Scientific explanations:

The trajectory of a projectile in a vacuum is perfectly parabolic, described by the equations x(t) = v₀ₓt and y(t) = v₀ᵧt - ½gt², with a constant horizontal speed. However, in the air, aerodynamic forces can significantly modify this trajectory, particularly for light, non-spherical objects such as a badminton shuttlecock.

The shuttlecock has a unique structure: a weighted hemispherical base extended by a conical skirt of feathers or synthetic material. This shape generates significant aerodynamic forces: 1) High drag, mainly due to the skirt which creates a large frontal area.

This force is proportional to the square of the speed: F_drag = ½ρC_Dₐᵢᵣv². The coefficient of drag (C_D) of a shuttlecock is exceptionally high (0.6-0.7), much higher than that of a tennis ball (0.5) or golf ball (0.3).

2) Gyroscopic stabilization: during flight, the steering wheel naturally orients with its base forward, which contributes to its characteristic trajectory. The kinematic analysis reveals that the real trajectory deviates significantly from a parabola: it has a lower initial slope and a more vertical drop at the end of the course.

The horizontal velocity graph shows an exponential decay due to aerodynamic drag, in contrast to the constant velocity of an ideal projectile. This rapid deceleration explains why the shuttlecocks only travel 13-14 meters even with a powerful strike, while their initial speed can exceed 300 km/h (world record: 493 km/h).

This analysis perfectly illustrates the importance of aerodynamic forces in racket sports.

Extension activities:

Frequently asked questions:

Q: The tracked positions seem noisy and the velocity graph is erratic. How can I improve the analysis?
R: Ensure you are clicking precisely on the same point of the shuttlecock in each frame (use the base rather than the feathers). If the video resolution is low, increase the frame step to reduce the number of closely spaced points. Smoothing tools in FizziQ can also help reduce noise in derived quantities like velocity.

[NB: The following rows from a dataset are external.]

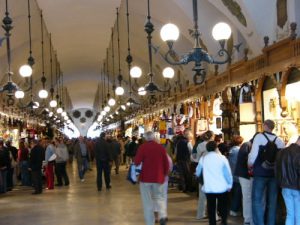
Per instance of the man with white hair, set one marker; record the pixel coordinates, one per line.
(152, 177)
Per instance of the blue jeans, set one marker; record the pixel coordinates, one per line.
(3, 184)
(292, 203)
(83, 168)
(264, 188)
(25, 176)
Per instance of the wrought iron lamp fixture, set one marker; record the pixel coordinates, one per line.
(26, 70)
(221, 32)
(129, 60)
(10, 87)
(43, 93)
(151, 88)
(119, 90)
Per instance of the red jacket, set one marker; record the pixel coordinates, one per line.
(155, 162)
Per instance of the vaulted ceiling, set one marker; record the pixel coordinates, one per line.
(81, 34)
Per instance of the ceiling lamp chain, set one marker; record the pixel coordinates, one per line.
(221, 32)
(43, 93)
(26, 70)
(10, 87)
(119, 90)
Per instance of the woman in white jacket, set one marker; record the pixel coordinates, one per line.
(217, 179)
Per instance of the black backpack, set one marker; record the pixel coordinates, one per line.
(268, 153)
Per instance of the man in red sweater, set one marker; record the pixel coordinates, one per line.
(155, 167)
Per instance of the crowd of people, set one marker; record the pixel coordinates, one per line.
(238, 178)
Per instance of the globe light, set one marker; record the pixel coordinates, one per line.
(221, 31)
(120, 90)
(43, 93)
(53, 103)
(169, 32)
(168, 72)
(135, 72)
(19, 94)
(142, 91)
(25, 71)
(36, 105)
(111, 102)
(106, 108)
(59, 110)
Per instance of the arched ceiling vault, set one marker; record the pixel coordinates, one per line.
(81, 33)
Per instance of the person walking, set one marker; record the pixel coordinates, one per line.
(23, 159)
(35, 166)
(155, 167)
(287, 172)
(264, 183)
(62, 154)
(50, 161)
(103, 160)
(217, 182)
(81, 154)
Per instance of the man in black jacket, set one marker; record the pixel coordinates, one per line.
(288, 176)
(35, 166)
(103, 160)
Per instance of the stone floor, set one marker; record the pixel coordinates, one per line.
(82, 204)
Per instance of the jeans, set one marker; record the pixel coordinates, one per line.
(25, 176)
(50, 175)
(212, 199)
(103, 166)
(61, 173)
(246, 185)
(236, 197)
(153, 193)
(292, 203)
(37, 181)
(3, 184)
(185, 175)
(83, 167)
(201, 211)
(264, 188)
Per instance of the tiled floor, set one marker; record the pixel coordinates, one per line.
(82, 204)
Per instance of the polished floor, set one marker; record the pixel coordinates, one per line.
(82, 204)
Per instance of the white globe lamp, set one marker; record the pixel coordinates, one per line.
(135, 72)
(25, 71)
(120, 90)
(111, 102)
(19, 94)
(142, 91)
(168, 72)
(43, 93)
(59, 110)
(53, 103)
(169, 32)
(221, 31)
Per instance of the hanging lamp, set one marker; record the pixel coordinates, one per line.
(26, 70)
(119, 90)
(43, 93)
(10, 87)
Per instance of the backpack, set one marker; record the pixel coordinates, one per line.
(268, 153)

Q: I cannot find a suitable scale reference in the video. What should I do?
R: If no standard reference is visible, you can use the known height of the badminton net (1.55 m at the edges, 1.524 m at the center) or the court dimensions (13.4 m long, 6.1 m wide for doubles) if court markings are visible. Even an approximate scale will reveal the qualitative features of the trajectory.

Q: Why does the parabolic fit work reasonably well for the first part of the trajectory but not the second?
R: At the beginning of the flight, when the shuttlecock is moving fastest, drag is strongest but the trajectory has not yet deviated significantly from a parabola. As the horizontal velocity drops due to drag, the flight path becomes increasingly vertical, diverging dramatically from the symmetric parabolic prediction.

Q: The video is blurry and the shuttlecock is hard to see. Any tips?
R: Use slow-motion playback to identify the shuttlecock more easily. Focus on frames where the shuttlecock is against a contrasting background. In the FizziQ library videos, the resolution is optimized for tracking.